Eens in zoveel tijd wordt onze postbus in Zoetermeer volgepropt met een stapeltje promo’s. Omdat daar dikwijls ook onbekende, op eigen initiatief opgestuurde cd’s tussen zitten, ontvangt het team recensenten een berichtje op onze mailinglist met de vraag wie welke cd(‘s) wil bespreken. Meestal luisteren we dan naar een paar geluidsfragmenten (via MySpace) om aan te geven welke cd(‘s) we willen recenseren. Daarbij komen we af en toe de meest merkwaardige cd’s tegen, waarvan we ons afvragen waarom deze naar Progwereld gestuurd worden.
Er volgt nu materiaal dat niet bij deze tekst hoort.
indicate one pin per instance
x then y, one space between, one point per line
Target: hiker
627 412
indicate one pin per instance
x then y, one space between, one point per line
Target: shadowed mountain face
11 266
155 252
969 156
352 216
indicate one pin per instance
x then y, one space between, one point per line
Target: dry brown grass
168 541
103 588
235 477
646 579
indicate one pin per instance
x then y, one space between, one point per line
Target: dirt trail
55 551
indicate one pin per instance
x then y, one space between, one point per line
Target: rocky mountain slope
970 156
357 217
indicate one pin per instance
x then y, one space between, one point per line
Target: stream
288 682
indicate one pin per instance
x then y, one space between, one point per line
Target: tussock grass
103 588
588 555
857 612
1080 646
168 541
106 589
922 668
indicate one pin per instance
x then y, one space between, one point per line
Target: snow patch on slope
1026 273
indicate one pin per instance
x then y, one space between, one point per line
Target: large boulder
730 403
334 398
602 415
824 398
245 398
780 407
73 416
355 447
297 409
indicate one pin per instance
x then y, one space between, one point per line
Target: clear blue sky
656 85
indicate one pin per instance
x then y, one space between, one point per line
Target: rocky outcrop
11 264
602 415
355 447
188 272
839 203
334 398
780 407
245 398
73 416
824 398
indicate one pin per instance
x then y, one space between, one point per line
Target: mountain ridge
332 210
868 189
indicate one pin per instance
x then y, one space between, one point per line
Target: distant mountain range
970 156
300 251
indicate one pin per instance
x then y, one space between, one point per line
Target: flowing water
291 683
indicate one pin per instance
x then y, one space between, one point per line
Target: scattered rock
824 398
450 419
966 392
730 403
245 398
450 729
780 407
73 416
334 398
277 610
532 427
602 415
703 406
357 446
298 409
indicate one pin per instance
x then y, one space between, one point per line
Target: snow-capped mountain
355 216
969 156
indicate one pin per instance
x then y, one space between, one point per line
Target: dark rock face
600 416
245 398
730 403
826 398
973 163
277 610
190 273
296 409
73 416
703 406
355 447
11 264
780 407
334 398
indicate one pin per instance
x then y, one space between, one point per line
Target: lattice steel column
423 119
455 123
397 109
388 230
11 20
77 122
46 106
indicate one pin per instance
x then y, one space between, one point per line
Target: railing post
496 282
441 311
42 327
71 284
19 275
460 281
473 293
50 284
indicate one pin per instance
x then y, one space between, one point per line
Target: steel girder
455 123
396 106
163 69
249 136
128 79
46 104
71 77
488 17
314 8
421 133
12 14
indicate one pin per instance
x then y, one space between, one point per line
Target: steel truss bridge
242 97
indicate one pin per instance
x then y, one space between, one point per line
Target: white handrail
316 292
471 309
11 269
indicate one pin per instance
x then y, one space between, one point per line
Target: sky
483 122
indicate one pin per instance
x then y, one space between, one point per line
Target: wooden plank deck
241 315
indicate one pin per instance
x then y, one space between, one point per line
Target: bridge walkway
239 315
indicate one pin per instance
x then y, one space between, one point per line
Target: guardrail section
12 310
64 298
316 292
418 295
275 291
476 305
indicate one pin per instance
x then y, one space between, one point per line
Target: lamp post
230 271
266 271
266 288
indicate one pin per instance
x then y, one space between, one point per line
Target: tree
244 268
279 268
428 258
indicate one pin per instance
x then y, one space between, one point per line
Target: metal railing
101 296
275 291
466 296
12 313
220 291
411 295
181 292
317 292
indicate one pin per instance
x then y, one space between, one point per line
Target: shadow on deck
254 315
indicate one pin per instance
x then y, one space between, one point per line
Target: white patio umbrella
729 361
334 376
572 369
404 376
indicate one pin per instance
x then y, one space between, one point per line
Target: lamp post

Dat laatste is beslist niet het geval bij het debuut van het mij – tot voor kort – onbekende All Over Everywhere. Dat is echter niet zo vreemd, want na enig speurwerk op het wereldwijde web kom ik er achter dat het album op advies van oud-collega Christian Bekhuis naar Progwereld is gestuurd. All Over Everywhere is een muzikaal collectief dat in 2007 wordt opgericht in College Park, Maryland door Trinna Kesner en Dan Britton. De laatstgenoemde is ook betrokken bij Birds And Buildings en Deluge Grander (“August In The Urals” en “The Form Of The Good”), wat de bijdragen van Brian Falkowski, Patrick Gaffney, Kelli Short en Megan Wheatley aan “Inner Firmaments Decay” verklaart.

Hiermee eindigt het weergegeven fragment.